Safety. There has never been a fatal accident on the Shinkansen and only one derailment, and that in an earthquake above 6.0. Further, everybody literlly walked out from the derailed train. >>>There have been two well known multiple fatality accidents in Europe, but both were on "ordinary railways", That is when operating on tracks that were not used solely by high speed trains. The multiple fatality at Eschede Germany involved a wheel type not used either before, since or ever anywhere else on high speed trainsets. Following the broken wheel there were several other factors that turned a high speed derailment into a major catastrophe. The recent collision in China between two high sped trains in China was not on a dedicated high-speed line, and appeared to be the result of violation of the most basic of operating principles under conditions of signal malfunction.<<<

Reliability. Low visibility / no visibility is not an issue. Most high speed railroads operate with very small delays. The average in Japan is 36 seconds.
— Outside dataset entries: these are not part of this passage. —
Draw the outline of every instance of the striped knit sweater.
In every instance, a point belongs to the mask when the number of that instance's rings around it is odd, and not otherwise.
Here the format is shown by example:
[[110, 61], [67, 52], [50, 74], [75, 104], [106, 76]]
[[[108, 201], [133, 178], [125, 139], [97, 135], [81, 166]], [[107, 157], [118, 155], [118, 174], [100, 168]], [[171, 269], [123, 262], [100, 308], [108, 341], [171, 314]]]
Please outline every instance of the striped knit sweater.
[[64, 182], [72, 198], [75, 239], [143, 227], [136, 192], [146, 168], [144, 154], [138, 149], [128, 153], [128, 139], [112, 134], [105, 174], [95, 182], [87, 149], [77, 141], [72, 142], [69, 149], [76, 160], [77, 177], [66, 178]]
Most HSR systems are at worst self sustaining. A lot are profitable.

>>>In Taiwan after just under five years in operation, the system is covering its operating costs, and most if not all the interest costs.<<<

Denser urban areas and less sprawl is a common result of increased travel by rail, as there is less land use for a given amount of capacity than for roads.

>>>The right of way for a high speed railway is approximately the same as that required for a two lane secondary road.<<<

Will these do for a start? Additions from others would be appreciated.

George


----------



## CHamilton (Sep 22, 2011)

The California High Speed Rail Blog is a useful source.


----------